Essar Steel India Ltd, backed by the billionaire Ruia brothers, is seeking to restructure part of its about Rs.38,000 crore ($5.9 billion) in debt, people with knowledge of the matter said.
Essar Steel is asking creditors to extend the tenor of some loans and grant a moratorium on interest payments for a certain period, they said, asking not to be identified as the matter is private. HDFC Bank Ltd classified its loan to the company as bad in the quarter to March and decided against extending new credit to the alloy maker, they said.
The Indian steel industry has been battling record imports, forcing producers to cut prices. State Bank of India, ICICI Bank Ltd, Axis Bank Ltd and HDFC Bank are part of a consortium that had lent to Essar Steel, the people said.
Essar Steel has initiated the process of converting its rupee project loan of about Rs.9,000 crore out of a total term debt of Rs.30,000 crore under the Reserve Bank of India’s so-called 5:25 guidelines, the company said in an e-mailed response.
“We would like to reiterate there’s no restructuring of loans,” Essar said.
India’s central bank started its 5:25 program last year that allows for “flexible structuring” of debt owed by infrastructure and industrial companies. It allows banks to lend for as long as 25 years, which could be refinanced every five to seven years.
New borrowing
Essar Steel is also seeking about Rs.4,000 crore in additional loans, the people said. The amount is for working capital and has been approved by the consortium, Essar said in its e-mail response.

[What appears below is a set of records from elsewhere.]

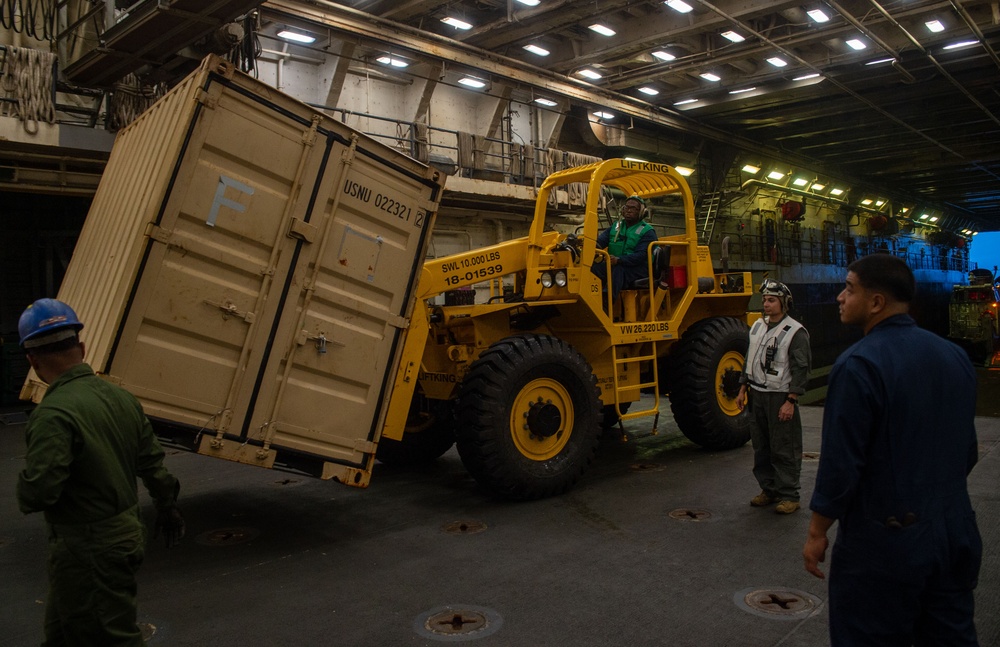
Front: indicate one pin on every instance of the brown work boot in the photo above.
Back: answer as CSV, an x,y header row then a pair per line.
x,y
787,507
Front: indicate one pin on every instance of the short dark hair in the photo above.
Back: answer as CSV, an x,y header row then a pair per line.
x,y
55,348
887,274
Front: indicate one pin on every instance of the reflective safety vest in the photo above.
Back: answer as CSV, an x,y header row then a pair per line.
x,y
767,358
623,239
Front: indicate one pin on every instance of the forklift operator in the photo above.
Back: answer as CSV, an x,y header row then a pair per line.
x,y
627,242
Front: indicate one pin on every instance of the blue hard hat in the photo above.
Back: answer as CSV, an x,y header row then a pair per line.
x,y
47,321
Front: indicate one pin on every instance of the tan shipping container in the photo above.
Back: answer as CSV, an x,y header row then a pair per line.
x,y
247,270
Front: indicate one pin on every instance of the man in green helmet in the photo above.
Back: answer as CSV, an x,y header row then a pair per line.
x,y
627,242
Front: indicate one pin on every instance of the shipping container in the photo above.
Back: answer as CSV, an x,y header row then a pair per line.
x,y
247,270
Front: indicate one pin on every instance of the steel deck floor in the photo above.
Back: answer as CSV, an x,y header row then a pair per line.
x,y
657,545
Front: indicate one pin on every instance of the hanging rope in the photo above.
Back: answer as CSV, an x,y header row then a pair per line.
x,y
131,97
27,78
33,18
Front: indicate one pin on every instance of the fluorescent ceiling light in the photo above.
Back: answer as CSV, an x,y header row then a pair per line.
x,y
964,43
456,23
818,15
678,5
394,61
296,37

HDFC Bank last quarter sold the bulk of its Essar Steel loans to Edelweiss Asset Reconstruction Co., one of the people said. The steelmaker still has some dollar-denominated loan outstanding, that has also turned bad, with HDFC Bank, the person said.

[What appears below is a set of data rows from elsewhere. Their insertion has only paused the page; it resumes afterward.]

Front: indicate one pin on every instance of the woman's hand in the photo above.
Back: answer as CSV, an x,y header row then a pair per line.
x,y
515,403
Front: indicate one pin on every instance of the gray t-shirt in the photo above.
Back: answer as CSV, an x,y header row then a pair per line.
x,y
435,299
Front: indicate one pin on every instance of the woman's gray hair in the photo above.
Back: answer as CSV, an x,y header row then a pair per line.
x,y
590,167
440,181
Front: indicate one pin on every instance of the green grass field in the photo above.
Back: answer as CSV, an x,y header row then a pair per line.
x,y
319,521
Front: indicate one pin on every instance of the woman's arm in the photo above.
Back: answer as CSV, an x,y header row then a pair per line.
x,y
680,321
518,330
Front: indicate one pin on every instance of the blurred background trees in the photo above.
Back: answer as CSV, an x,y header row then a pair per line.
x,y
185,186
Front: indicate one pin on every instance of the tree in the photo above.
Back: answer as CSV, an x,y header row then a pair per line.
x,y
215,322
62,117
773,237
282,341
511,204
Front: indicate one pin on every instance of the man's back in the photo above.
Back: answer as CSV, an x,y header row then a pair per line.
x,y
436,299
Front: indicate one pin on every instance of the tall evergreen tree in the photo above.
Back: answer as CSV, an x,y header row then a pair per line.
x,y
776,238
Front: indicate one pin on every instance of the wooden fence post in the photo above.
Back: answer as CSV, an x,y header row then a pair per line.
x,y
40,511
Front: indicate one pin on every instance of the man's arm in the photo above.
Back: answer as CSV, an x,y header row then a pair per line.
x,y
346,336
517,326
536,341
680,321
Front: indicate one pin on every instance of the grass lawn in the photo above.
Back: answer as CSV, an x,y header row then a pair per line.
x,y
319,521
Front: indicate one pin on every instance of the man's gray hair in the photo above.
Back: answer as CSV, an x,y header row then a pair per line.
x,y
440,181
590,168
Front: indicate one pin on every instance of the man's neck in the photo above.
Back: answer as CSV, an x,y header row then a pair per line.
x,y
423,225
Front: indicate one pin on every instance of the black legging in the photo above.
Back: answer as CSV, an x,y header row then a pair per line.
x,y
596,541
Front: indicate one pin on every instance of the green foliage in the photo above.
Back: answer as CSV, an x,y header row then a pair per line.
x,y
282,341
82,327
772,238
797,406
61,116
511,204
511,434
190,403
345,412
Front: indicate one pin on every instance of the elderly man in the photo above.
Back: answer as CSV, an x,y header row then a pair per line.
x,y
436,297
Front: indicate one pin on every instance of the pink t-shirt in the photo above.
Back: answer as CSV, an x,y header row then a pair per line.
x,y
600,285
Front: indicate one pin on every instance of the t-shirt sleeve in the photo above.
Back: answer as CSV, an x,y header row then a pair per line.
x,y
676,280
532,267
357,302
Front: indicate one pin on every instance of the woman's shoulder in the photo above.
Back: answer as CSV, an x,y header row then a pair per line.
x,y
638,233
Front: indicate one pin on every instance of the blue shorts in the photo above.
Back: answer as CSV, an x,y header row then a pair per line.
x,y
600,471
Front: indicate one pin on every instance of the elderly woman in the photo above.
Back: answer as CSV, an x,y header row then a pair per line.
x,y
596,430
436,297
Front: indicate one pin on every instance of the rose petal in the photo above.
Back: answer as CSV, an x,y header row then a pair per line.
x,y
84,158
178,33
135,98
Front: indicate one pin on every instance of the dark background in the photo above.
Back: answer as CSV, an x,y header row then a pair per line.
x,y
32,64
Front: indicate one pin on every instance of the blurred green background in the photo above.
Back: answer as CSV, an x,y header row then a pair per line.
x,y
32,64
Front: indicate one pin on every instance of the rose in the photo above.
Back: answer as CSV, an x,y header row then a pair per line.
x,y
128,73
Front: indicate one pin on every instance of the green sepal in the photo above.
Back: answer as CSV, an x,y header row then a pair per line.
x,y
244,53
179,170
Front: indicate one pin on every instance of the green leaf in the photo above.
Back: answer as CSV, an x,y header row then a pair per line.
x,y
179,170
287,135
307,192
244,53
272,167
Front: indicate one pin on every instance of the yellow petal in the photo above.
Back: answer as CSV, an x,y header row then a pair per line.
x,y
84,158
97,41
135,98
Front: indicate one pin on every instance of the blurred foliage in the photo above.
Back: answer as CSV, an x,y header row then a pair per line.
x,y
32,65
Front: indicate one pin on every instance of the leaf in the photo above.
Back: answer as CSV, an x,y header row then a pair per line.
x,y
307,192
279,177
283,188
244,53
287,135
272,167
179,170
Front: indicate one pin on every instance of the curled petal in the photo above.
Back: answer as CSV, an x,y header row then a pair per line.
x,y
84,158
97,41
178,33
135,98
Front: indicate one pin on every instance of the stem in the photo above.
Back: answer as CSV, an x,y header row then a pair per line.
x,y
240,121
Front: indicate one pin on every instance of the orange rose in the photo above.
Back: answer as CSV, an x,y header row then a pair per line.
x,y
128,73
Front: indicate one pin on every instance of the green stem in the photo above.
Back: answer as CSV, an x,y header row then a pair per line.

“They have sold down the rupee loan, including the working capital loan and informed us subsequently,” Essar said in its statement.

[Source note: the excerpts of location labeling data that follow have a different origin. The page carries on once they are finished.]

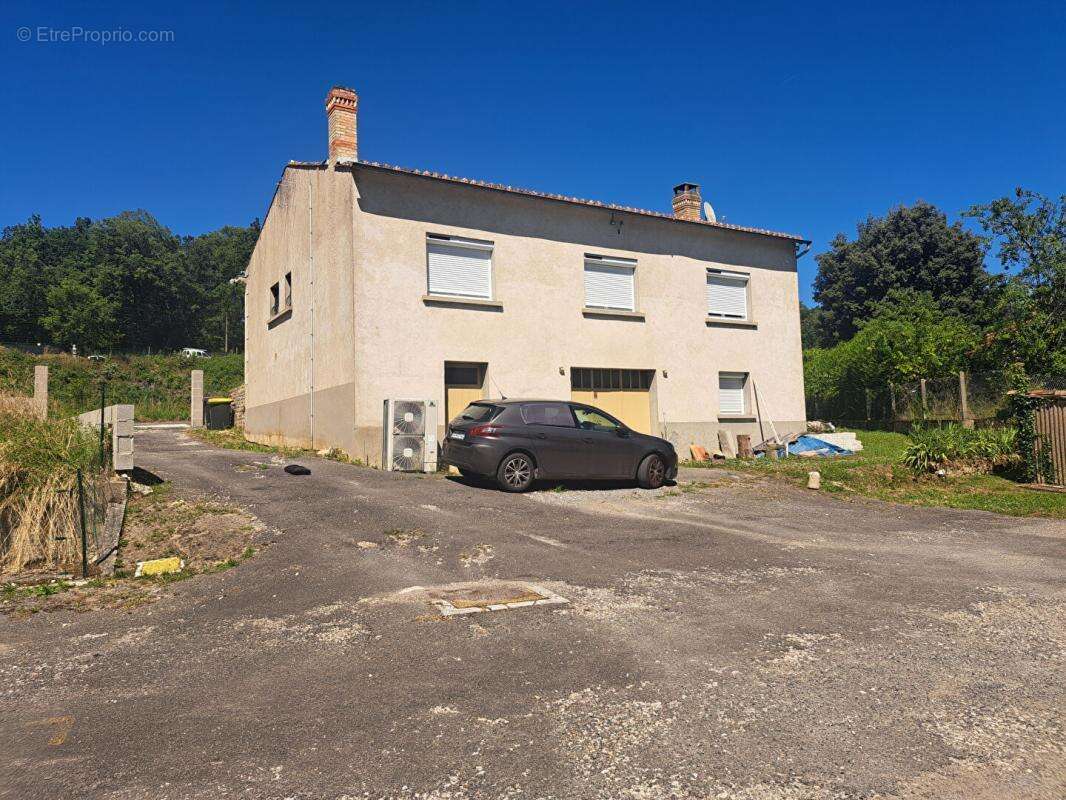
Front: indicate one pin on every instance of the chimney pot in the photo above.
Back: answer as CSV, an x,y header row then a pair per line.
x,y
687,202
341,107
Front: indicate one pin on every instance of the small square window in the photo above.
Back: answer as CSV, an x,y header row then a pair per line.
x,y
727,294
610,283
732,394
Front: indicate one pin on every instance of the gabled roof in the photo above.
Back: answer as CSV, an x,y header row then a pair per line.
x,y
558,197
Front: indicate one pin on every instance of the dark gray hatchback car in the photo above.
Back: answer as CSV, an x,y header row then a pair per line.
x,y
519,442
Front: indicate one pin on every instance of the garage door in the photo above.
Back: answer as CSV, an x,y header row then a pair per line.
x,y
625,394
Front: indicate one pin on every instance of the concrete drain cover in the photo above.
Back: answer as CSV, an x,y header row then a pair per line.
x,y
496,596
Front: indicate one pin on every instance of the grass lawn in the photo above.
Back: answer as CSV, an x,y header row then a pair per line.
x,y
231,438
876,472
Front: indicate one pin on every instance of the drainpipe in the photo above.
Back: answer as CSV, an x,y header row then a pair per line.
x,y
310,264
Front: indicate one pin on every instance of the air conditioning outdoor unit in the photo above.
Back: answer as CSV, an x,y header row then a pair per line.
x,y
409,436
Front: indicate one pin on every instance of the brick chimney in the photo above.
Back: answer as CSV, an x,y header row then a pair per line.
x,y
341,106
687,202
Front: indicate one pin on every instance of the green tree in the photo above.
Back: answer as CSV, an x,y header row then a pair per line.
x,y
1028,316
79,315
910,248
810,326
908,337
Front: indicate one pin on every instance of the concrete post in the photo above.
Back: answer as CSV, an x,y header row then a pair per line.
x,y
196,401
122,437
41,390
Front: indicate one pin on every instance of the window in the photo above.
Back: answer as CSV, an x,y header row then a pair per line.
x,y
603,380
461,268
274,299
554,414
477,413
731,393
593,420
463,374
610,283
726,294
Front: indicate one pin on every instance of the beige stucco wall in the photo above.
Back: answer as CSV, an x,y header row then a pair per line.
x,y
278,365
537,264
375,333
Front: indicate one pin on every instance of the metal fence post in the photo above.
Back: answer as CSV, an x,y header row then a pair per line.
x,y
84,538
964,400
103,401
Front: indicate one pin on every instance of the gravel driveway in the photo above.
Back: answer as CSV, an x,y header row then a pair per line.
x,y
740,640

HDFC Bank, Edelweiss and Axis Bank declined to comment, while ICICI Bank and State Bank didn’t immediately respond to a request seeking comments.
Essar Steel had for the first time restructured its loans in 2003 and extended the term of the loans, reduced interest charges and converted loans into equity, helping cut liabilities by 20% to Rs.4,300 crore, according to an exchange filing.